Nobel Laureate Bob Dylan is not known as a business advisor but his words are worth pondering.

A startup may be your dream, your personal pain point, your vision but unless you find enough people to say “yes, we share this pain too” and “yes, we will pay for the pain to go away”, there will be no startup beyond your dream. This is where building the Minimum Viable Product (MVP) comes in.

An MVP, as founders will know, is a bare-bones prototype that can be used to test if the dream should remain a dream or if some elbow grease may help its realisation. Its value in getting early adopters in is significant.

Early adopters are different beasts, psychologically speaking, from later adopters. They get your drift, your vision; they will use a less than perfect product and give you feedback; and you will gain several things. You will gain some early champions, you will get to see how the product works in the hands of actual users not just the people who designed it and how it needs to change, and you will get a better idea of what you need by way of talent to drive the startup.

Open source tools and cloud services enable quick building up of MVP for web based services. But not all startups are building web services or apps. How does one build an MVP for a physical product? As the following examples show, the web can be immensely useful in these contexts too.

Svaha-USA makes STEAM-themed clothing for children. Some mums asked them for STEAM themed dresses. Before swinging into action based on some feedback. Svaha-USA chose to test the wider market by setting up a crownfunding campaign for their first such collection. Not only was the campaign oversubscribed, they built a new following and now STEAM themed dresses for mothers are an integral part of their offering.

The founders of Onnix Bags in London, aiming to offer customisable, handcrafted bags at affordable prices, started by building a community first. Practising artist Austin Kleon’s advice, Show Your Work, they shared their process of design and building supplier relations with the community. This community came through in a big way when they ran their crowdfunding campaign, and you guessed it! They benefited other founders in their community by sharing in great detail how they went about their campaign. Where markets are finicky and unforgiving, such as in fashion and personal goods, building an MVP could go hand-in-hand with early marketing and brand building as Onnix successfully did.

Similarly, Que Bottle, the Bay Area based makers of collapsible, food grade silicone bottle, tested the concept in a secret but global group of founders, before launching their crowdfunding campaign which was swiftly successful.

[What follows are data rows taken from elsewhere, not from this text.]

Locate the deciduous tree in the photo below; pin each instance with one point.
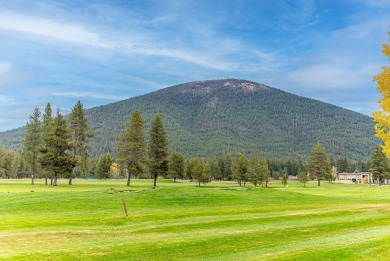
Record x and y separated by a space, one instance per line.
382 118
379 165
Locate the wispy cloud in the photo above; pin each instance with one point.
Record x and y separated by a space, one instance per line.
7 101
5 67
89 95
47 28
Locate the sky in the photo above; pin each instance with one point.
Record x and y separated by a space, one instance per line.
100 52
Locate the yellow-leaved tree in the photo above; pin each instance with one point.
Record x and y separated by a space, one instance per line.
382 118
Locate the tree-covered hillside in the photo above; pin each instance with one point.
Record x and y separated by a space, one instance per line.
209 118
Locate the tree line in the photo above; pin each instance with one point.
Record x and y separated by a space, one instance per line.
56 147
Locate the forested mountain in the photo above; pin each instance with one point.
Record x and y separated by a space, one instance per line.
209 118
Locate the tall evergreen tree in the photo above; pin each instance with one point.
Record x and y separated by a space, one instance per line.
103 165
158 149
227 167
131 146
176 166
198 170
55 156
265 172
81 132
255 169
47 122
32 144
319 165
241 169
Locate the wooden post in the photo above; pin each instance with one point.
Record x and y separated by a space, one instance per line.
124 207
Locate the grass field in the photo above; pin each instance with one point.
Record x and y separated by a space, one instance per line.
180 221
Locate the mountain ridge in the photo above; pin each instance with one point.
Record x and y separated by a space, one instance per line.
209 118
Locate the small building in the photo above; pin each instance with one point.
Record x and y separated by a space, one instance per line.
354 178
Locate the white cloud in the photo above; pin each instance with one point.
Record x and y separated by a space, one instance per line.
51 29
7 101
89 95
5 67
332 75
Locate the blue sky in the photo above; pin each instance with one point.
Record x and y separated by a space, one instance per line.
104 51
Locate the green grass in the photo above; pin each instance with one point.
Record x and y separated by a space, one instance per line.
180 221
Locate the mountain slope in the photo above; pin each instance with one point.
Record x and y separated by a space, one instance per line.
209 118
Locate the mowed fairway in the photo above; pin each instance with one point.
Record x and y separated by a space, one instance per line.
180 221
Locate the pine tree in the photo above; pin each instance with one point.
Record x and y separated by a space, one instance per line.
198 170
265 172
55 156
255 169
32 144
103 165
131 146
81 132
382 118
176 166
319 165
47 123
303 177
241 168
158 149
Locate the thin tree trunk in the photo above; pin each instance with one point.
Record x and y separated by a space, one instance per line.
128 180
155 180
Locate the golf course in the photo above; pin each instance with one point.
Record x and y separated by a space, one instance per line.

Of course, one could always develop and distribute a finite number of prototype product or devices and collect feedback but the upfront capital investment may be substantial. Founders with a track record and solid social capital, such as Jo Aggarwal and Ramakant Vempati, who founded Touchkin, a mobile predictive healthcare startup in India, may find the path to raising funding eased somewhat.

You may have noticed the emerging theme here. To ease the path to success, it helps if one is plugged into the entrepreneurship ecosystem, and both ask for help and share your learnings. While entrepreneurship ecosystems may differ slightly in their cultural origins, the core values of paying it forward and helping one another are notable in both the Silicon Valley and London ecosystems. As the Indian entrepreneurial ecosystem matures, these values are already taking hold and helping strengthen the ecosystem.

Many founders see themselves as outliers or iconoclasts. But in reality, most of us are ordinary with extraordinary dreams. That iconoclast bit is true only for a minuscule number. And even those would benefit from knowing about, joining, and participating in the local founder ecosystem. Many ideas are tossed around in these communities, but only some make it to the MVP stage and even fewer become successful businesses. There is, of course, no better cure for founder loneliness, more on which later in this series, than to see a whole community, who understands you and empathises with your pain and helps you deal with it.

There are two angles to the startup on a shoestring budget. This column focused on building an MVP before going big, the existential aspect of building a startup on a shoestring budget. In a later column we will discuss how founders can keep costs low.